But factories turning out hand-laid “sporter-style” fiberglass and carbon-fiber stocks have done very well emulating the form. Examples: stocks on Kimber 84-series rifles, Legendary Arms rifles with High Tech stocks and H-S Precision stocks, installed on H-S rifles but sold also as after-market components, as are stocks by McMillan, Brown Precision, others. The Mauser 18 has an excellent synthetic stock.
Surely I’m omitting several worthy names
One Size Doesn’t Fit All
Stock designers have a tough job, not only because no two faces are the same, but because scopes and mounts vary almost as widely. The hunting scopes I prefer nestle nicely in low rings. However, optics with front lenses the size of irrigation pipes abound and scopes of modest size are commonly cinched in rings taller than necessary. In a bid to drive stock-makers mad, shops turning out scope mounts have yet to set standard measures defining “high,” “medium” and “low” rings industry-wide. Then too, there’s the current penchant to perch them on Picatinny rails….

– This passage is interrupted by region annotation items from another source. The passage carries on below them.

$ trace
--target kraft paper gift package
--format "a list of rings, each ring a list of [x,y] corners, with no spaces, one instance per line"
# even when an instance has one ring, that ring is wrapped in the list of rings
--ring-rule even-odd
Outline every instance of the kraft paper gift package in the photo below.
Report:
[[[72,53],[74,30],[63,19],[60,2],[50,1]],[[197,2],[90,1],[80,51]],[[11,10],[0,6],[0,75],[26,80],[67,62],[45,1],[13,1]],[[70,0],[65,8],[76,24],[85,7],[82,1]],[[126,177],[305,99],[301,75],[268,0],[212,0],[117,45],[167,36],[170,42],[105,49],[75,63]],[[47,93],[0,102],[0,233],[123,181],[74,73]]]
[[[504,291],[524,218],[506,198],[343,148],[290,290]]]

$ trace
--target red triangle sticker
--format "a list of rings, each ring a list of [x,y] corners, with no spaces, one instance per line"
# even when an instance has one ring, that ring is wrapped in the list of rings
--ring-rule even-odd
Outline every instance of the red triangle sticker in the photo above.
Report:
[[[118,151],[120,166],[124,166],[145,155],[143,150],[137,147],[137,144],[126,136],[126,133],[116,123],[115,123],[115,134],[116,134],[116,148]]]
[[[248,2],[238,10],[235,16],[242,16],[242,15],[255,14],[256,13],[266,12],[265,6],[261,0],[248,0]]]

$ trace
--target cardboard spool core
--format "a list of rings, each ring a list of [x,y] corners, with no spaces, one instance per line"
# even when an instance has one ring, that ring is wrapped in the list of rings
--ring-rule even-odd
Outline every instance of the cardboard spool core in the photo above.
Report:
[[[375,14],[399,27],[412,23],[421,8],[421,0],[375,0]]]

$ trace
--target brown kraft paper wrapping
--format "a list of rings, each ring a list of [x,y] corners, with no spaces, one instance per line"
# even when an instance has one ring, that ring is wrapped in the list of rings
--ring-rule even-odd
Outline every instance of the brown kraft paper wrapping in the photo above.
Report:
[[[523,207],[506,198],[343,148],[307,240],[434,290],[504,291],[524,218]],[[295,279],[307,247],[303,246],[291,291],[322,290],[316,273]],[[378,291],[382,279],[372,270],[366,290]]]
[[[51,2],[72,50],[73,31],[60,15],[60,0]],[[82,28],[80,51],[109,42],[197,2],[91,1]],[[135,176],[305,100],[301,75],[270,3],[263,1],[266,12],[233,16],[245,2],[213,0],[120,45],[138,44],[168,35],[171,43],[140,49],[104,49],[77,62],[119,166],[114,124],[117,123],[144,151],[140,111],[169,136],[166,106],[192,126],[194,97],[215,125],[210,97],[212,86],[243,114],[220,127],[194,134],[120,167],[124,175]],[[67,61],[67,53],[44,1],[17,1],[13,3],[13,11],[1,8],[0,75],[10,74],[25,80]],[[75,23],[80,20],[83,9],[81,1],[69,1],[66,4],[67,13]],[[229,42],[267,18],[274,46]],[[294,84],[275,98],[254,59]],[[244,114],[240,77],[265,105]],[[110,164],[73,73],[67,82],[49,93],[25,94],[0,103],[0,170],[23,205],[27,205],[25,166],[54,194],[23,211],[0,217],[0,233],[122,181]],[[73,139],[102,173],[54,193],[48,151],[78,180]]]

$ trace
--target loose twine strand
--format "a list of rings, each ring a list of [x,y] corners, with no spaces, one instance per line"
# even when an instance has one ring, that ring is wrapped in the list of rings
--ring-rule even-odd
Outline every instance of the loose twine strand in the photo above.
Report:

Before attractive scope-friendly stocks came about, hunters taped and strapped on cheek-pads to raise combs. Added thickness also lifts the sight line, as our faces taper, their widest measure typically across the zygomatic arches. We naturally slide our faces up a comb to bring our eye closer to center line in the scope. Not long ago I bought a Remington 722 in .244. Stocks on 721-722 rifles, unveiled in 1948, were shaped for open-sight use, with plenty of drop. This .244 wears an after-market cheek-pad of what seems hard rubber. It aligns my eye with a Weaver K6 in low rings. The comb of a commercial Mauser of about the same vintage was cut away by a previous owner who shaped and inletted a walnut cheekpiece. Lace-on leather cheek-pads were another option. They’ve given way to synthetic versions with Velcro straps. I put one of these on a Ruger American, whose comb I find much too low for scope use.

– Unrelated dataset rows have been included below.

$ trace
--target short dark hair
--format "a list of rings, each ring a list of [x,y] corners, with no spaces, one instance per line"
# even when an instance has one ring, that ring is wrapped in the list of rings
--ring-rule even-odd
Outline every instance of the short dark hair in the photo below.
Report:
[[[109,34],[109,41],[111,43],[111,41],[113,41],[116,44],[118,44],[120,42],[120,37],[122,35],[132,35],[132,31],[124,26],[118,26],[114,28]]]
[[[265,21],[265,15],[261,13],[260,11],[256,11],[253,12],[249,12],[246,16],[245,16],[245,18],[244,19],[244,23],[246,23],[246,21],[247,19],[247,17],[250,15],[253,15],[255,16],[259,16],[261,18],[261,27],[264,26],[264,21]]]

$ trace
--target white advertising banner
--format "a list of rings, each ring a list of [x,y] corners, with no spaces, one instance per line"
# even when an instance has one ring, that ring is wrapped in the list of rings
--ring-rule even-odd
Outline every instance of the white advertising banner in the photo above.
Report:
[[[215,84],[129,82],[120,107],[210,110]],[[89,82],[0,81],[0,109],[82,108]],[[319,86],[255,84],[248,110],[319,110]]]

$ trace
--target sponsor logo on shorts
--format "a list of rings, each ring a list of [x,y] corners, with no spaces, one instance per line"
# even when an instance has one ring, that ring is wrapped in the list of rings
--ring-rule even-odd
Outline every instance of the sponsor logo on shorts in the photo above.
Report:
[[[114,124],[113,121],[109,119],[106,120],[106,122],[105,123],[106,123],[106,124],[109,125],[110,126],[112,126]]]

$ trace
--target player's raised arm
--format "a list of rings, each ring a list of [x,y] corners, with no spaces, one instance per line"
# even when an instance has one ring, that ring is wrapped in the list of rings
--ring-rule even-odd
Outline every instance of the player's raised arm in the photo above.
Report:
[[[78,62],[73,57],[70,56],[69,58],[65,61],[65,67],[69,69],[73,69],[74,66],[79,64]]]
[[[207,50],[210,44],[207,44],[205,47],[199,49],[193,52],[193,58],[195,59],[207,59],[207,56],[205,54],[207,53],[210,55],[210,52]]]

Adjustable combs, long used on rifles for three- and four-position bullseye competition, show up now on “hunter-match” and long-range rifles. Some are rudimentary. A Savage 110 rifle had a synthetic, taco-like shell that slipped over the comb. “Stops” in slots on either side engaged buttons on the stock to determine height. Lateral wheels on threaded posts run other combs up and down. Still other combs ride notched pillars. Spring-loaded buttons, as on Blaser’s GRS stock, release these combs and lock them at the desired height. While such adjustments help align your eye with the scope, they add weight, bulk and complexity to stocks that, without the hardware, might be more attractive.
A little change in comb height (and thickness) can make a big difference in eye placement behind the sight. A folded diaper taped to a low comb can suffice. When deer camp protocol demands something more masculine, consider a leather cartridge cuff. Galco’s lace-on Butt Cuff, with brass grommets, is my choice. It complements any sporter stock and might give you just the boost you need!